Pari apparemment tenu, le ministre de l’Intérieur a indiqué en fin d’après-midi que dans au moins 18 départements, le taux de participation avait dépassé les 40 % et dans d’autres ce taux avait même été supérieur à 50 %, surtout dans le sud du pays.
Dans le tiers des communes (543 sur 1541) le vote a été prolongé d’une heure pour ce scrutin à la proportionnelle à un tour destiné à élire 462 députés.
À Bab El Oued, le coeur traditionnel d’Alger, la plupart des habitants se disaient pourtant indifférents et parlaient d’abstention. « Je ne voterai pas car la Constitution ne donne aucun pouvoir au Parlement », a expliqué Hamid, 50 ans, ancien militant du Front islamique du Salut (FIS), dissous en mars 1992, après l’annulation des premières législatives pluralistes de décembre 1991 que ce parti était en passe de remporter.

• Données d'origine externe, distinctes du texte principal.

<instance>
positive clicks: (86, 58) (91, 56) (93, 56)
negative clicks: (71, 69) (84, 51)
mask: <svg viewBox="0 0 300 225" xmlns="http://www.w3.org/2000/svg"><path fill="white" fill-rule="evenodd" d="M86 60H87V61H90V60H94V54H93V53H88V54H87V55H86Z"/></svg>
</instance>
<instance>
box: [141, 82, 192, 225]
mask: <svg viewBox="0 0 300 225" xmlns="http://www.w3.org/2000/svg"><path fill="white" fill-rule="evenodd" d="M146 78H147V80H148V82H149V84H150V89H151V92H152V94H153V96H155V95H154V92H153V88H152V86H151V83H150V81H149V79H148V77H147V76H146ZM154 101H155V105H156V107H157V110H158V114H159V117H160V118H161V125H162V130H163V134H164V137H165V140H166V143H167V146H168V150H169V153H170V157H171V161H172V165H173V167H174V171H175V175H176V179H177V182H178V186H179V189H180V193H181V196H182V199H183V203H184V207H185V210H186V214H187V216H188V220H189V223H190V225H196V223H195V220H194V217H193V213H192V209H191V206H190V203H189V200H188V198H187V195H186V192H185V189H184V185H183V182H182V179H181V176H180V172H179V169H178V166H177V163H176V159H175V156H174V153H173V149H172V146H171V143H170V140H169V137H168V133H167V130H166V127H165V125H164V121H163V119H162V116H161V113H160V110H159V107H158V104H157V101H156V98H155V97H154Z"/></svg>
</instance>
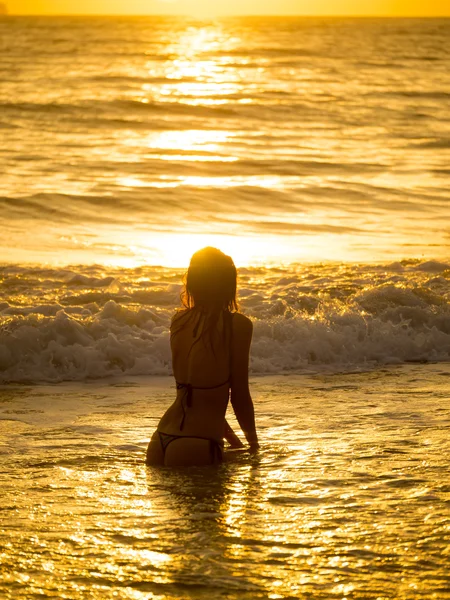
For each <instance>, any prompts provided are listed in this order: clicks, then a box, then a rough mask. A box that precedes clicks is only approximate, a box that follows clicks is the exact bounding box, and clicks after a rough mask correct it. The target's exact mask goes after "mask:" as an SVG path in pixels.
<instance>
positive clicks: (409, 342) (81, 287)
mask: <svg viewBox="0 0 450 600" xmlns="http://www.w3.org/2000/svg"><path fill="white" fill-rule="evenodd" d="M430 270H431V271H432V272H433V273H434V272H436V269H435V267H433V268H432V269H430V267H429V264H427V263H422V264H421V263H417V262H415V261H405V262H404V263H402V264H401V269H400V268H399V265H398V264H397V265H390V266H375V267H374V266H357V265H330V266H327V265H315V266H309V267H291V268H286V269H273V270H271V269H261V268H260V269H255V270H252V269H242V270H241V273H240V281H241V295H240V303H241V309H242V310H243V312H245V313H246V314H247V315H248V316H249V317H250V318H251V319H252V320H253V323H254V337H253V344H252V353H251V371H252V373H254V374H260V373H283V372H304V371H311V370H323V369H327V370H342V369H355V368H357V369H358V368H359V369H361V368H370V367H372V366H375V365H380V364H396V363H402V362H405V361H424V362H427V361H447V360H449V359H450V308H449V297H450V270H448V269H446V266H443V268H442V269H440V270H439V273H440V277H438V278H432V279H431V280H430V279H429V272H430ZM144 271H145V270H144ZM399 273H401V275H400V274H399ZM2 274H3V280H2V284H1V288H0V290H1V292H2V294H3V296H4V297H5V298H6V300H5V301H4V302H2V303H1V304H0V322H1V323H2V327H1V330H0V379H1V380H2V381H62V380H85V379H89V378H101V377H107V376H116V375H122V374H126V375H167V374H170V373H171V360H170V348H169V324H170V318H171V316H172V314H173V312H174V310H176V308H177V306H179V292H180V289H181V284H178V283H174V279H176V278H178V277H181V274H180V273H176V272H175V271H173V270H169V269H159V270H157V269H151V268H148V269H147V270H146V271H145V272H144V273H143V269H142V268H140V269H136V270H115V271H114V272H113V273H109V274H108V272H107V271H106V270H103V269H101V268H100V267H90V268H89V267H88V268H86V269H85V272H78V273H75V272H73V271H70V270H69V272H67V270H65V271H58V270H45V271H44V270H42V269H25V268H24V269H20V267H6V268H3V270H2ZM143 275H144V276H145V277H143ZM74 281H76V282H77V285H76V289H75V288H74V286H73V284H74ZM99 281H103V282H105V281H109V283H108V284H107V286H109V287H107V288H106V289H104V290H102V291H99V290H98V282H99ZM112 282H114V287H113V288H111V283H112ZM109 290H111V291H109ZM119 290H120V291H119ZM43 298H45V299H46V300H47V301H46V302H43V301H42V299H43Z"/></svg>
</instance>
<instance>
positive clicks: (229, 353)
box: [228, 312, 234, 384]
mask: <svg viewBox="0 0 450 600" xmlns="http://www.w3.org/2000/svg"><path fill="white" fill-rule="evenodd" d="M228 315H229V316H228V327H229V330H230V335H229V344H230V348H229V352H228V380H229V382H230V384H231V368H232V364H233V315H234V313H231V312H229V313H228Z"/></svg>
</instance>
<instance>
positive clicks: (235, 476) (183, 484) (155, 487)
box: [147, 452, 266, 598]
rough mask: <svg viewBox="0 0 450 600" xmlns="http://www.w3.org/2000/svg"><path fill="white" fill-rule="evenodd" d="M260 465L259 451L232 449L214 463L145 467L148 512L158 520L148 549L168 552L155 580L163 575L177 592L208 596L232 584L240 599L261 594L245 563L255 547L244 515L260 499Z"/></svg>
mask: <svg viewBox="0 0 450 600" xmlns="http://www.w3.org/2000/svg"><path fill="white" fill-rule="evenodd" d="M259 465H260V459H259V457H258V456H257V455H253V456H250V457H249V455H248V453H247V452H245V453H235V454H234V455H233V453H231V456H230V457H229V461H227V462H226V463H224V464H222V465H221V466H219V467H218V468H214V467H202V468H200V467H191V468H188V469H181V468H180V469H174V468H164V467H149V468H148V469H147V481H148V490H149V495H150V496H151V498H152V516H153V517H154V519H155V520H156V521H158V522H159V523H160V528H159V531H160V534H159V535H158V538H157V539H156V538H155V542H156V545H155V546H154V545H153V544H152V548H155V547H156V546H157V547H158V551H159V552H164V553H165V554H166V555H167V556H168V557H170V559H169V560H167V561H166V562H165V563H164V564H161V565H158V569H157V572H156V573H155V578H154V579H153V581H161V578H163V580H164V581H165V584H166V585H167V584H169V585H170V587H173V589H174V590H175V589H177V590H178V591H180V589H181V588H183V589H186V588H189V589H192V587H195V588H201V590H202V592H203V593H208V597H211V598H213V597H218V595H219V594H220V593H221V591H222V592H223V593H224V592H225V591H228V592H230V588H231V589H232V590H233V591H235V592H236V593H239V597H241V598H247V597H248V598H259V597H264V596H265V594H266V592H265V588H264V587H263V586H262V585H261V584H260V583H259V582H258V581H257V577H254V575H255V574H254V573H252V571H249V570H248V566H247V563H249V562H250V561H251V560H252V553H254V552H257V550H258V549H257V547H256V546H257V542H256V541H255V540H254V537H253V536H252V534H251V530H249V527H248V526H247V516H248V514H249V513H252V512H254V510H255V508H256V507H255V506H254V504H255V502H256V503H258V500H259V499H260V494H259V486H258V482H257V472H258V468H259ZM153 524H154V522H153V523H152V525H153ZM148 575H149V574H148ZM252 575H253V576H252ZM149 580H150V581H151V580H152V577H147V581H148V583H149V584H150V581H149ZM169 582H170V583H169ZM150 585H151V584H150ZM148 589H153V588H151V587H150V588H148ZM167 591H168V589H167V588H166V592H167Z"/></svg>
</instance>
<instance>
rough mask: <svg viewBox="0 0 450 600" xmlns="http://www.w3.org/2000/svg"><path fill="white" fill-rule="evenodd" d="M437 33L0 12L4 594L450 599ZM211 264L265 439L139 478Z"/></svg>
mask: <svg viewBox="0 0 450 600" xmlns="http://www.w3.org/2000/svg"><path fill="white" fill-rule="evenodd" d="M449 27H450V25H449V21H448V20H438V19H429V20H408V19H406V20H405V19H392V20H380V19H368V20H359V19H266V18H264V19H262V18H261V19H228V20H222V21H208V22H200V21H195V20H192V19H190V20H189V19H188V20H182V19H174V18H170V19H167V18H142V19H124V18H110V19H104V18H92V19H84V18H76V19H69V18H64V19H62V18H52V19H48V18H7V19H3V18H2V19H0V44H1V45H2V47H1V52H0V69H1V72H2V81H1V85H0V140H1V144H0V168H1V173H0V216H1V218H0V250H1V260H0V262H1V266H0V383H1V387H0V453H1V455H2V458H3V467H2V469H1V470H0V478H1V492H0V518H1V521H0V580H1V584H0V586H1V587H0V595H1V597H4V598H8V599H10V598H11V599H14V600H15V599H26V600H28V599H29V598H34V597H36V598H37V597H54V598H71V599H72V598H73V599H74V600H78V599H81V598H99V599H103V598H130V599H152V598H153V599H155V598H156V599H163V598H177V599H180V598H182V599H184V598H195V599H197V598H208V599H210V598H227V599H233V600H234V599H235V598H236V599H238V598H239V599H240V598H245V599H249V600H250V599H253V598H312V599H314V600H316V599H317V600H329V599H330V598H339V599H340V600H344V598H347V599H350V598H351V599H358V600H365V599H370V600H372V599H373V600H375V599H383V600H384V599H395V600H398V599H403V598H404V599H411V600H412V599H416V598H423V599H424V600H428V599H430V598H435V599H437V600H441V599H445V598H449V597H450V594H449V587H450V580H449V576H448V572H449V567H450V556H449V552H448V548H449V541H450V488H449V481H450V472H449V465H448V455H449V451H450V448H449V441H448V440H449V430H450V409H449V397H450V380H449V377H450V368H449V358H450V310H449V295H450V256H449V254H450V253H449V249H448V244H449V230H448V217H449V216H450V210H449V198H448V189H449V187H450V186H449V170H448V164H449V158H450V156H449V126H448V109H447V105H448V98H449V94H448V81H449V79H448V78H449V72H450V71H449V58H448V53H447V51H446V47H447V45H446V41H447V39H448V33H449ZM206 244H213V245H217V246H219V247H221V248H222V249H224V250H226V251H227V252H229V253H230V254H232V256H233V257H234V259H235V261H236V263H237V265H238V267H239V269H238V271H239V303H240V310H242V311H243V312H244V313H245V314H247V315H248V316H249V317H250V318H251V319H252V322H253V326H254V332H253V343H252V349H251V358H250V378H251V382H250V383H251V391H252V395H253V398H254V402H255V410H256V419H257V426H258V431H259V436H260V442H261V448H260V450H259V452H258V453H257V454H255V455H250V454H248V453H247V452H243V453H239V452H237V453H230V454H229V460H227V462H226V463H225V464H224V465H222V466H221V467H220V468H218V469H209V468H206V469H181V470H177V469H175V470H169V469H156V468H148V467H145V466H144V464H143V459H144V455H145V448H146V444H147V442H148V439H149V437H150V435H151V433H152V431H153V429H154V428H155V426H156V424H157V422H158V419H159V417H160V416H161V414H162V413H163V411H164V410H165V409H166V408H167V406H169V405H170V403H171V402H172V401H173V399H174V394H175V391H174V386H173V379H172V378H171V376H170V375H171V362H170V349H169V324H170V319H171V316H172V315H173V313H174V311H175V310H176V309H177V308H178V307H179V306H180V292H181V289H182V277H183V274H184V272H185V269H186V267H187V264H188V260H189V257H190V254H191V253H192V252H193V251H194V250H197V249H198V248H199V247H201V246H204V245H206ZM155 265H156V266H155ZM229 418H230V420H231V422H232V424H233V426H234V427H237V424H236V422H235V420H234V419H233V415H232V414H230V415H229Z"/></svg>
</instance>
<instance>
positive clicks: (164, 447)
mask: <svg viewBox="0 0 450 600" xmlns="http://www.w3.org/2000/svg"><path fill="white" fill-rule="evenodd" d="M158 435H159V441H160V442H161V448H162V451H163V456H165V455H166V450H167V446H168V445H169V444H170V443H171V442H173V441H175V440H180V439H185V440H207V441H208V442H209V454H210V457H211V464H212V465H216V464H218V463H221V462H222V461H223V452H222V450H223V449H222V446H221V445H220V444H219V442H218V441H216V440H212V439H211V438H203V437H200V436H197V435H171V434H170V433H163V432H162V431H158Z"/></svg>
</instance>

L’annulation du scrutin avait plongé le pays dans une « guerre civile » (terminologie utilisée par M. Bouteflika mercredi à Sétif), qui a fait près de 200 000 morts.
Quarante-quatre partis - dont 21 nouveaux, sept formations islamistes et une centaine de listes d’indépendants - étaient en lice, mais les résultats ne devraient être connus qu’aujourd’hui en fin de matinée.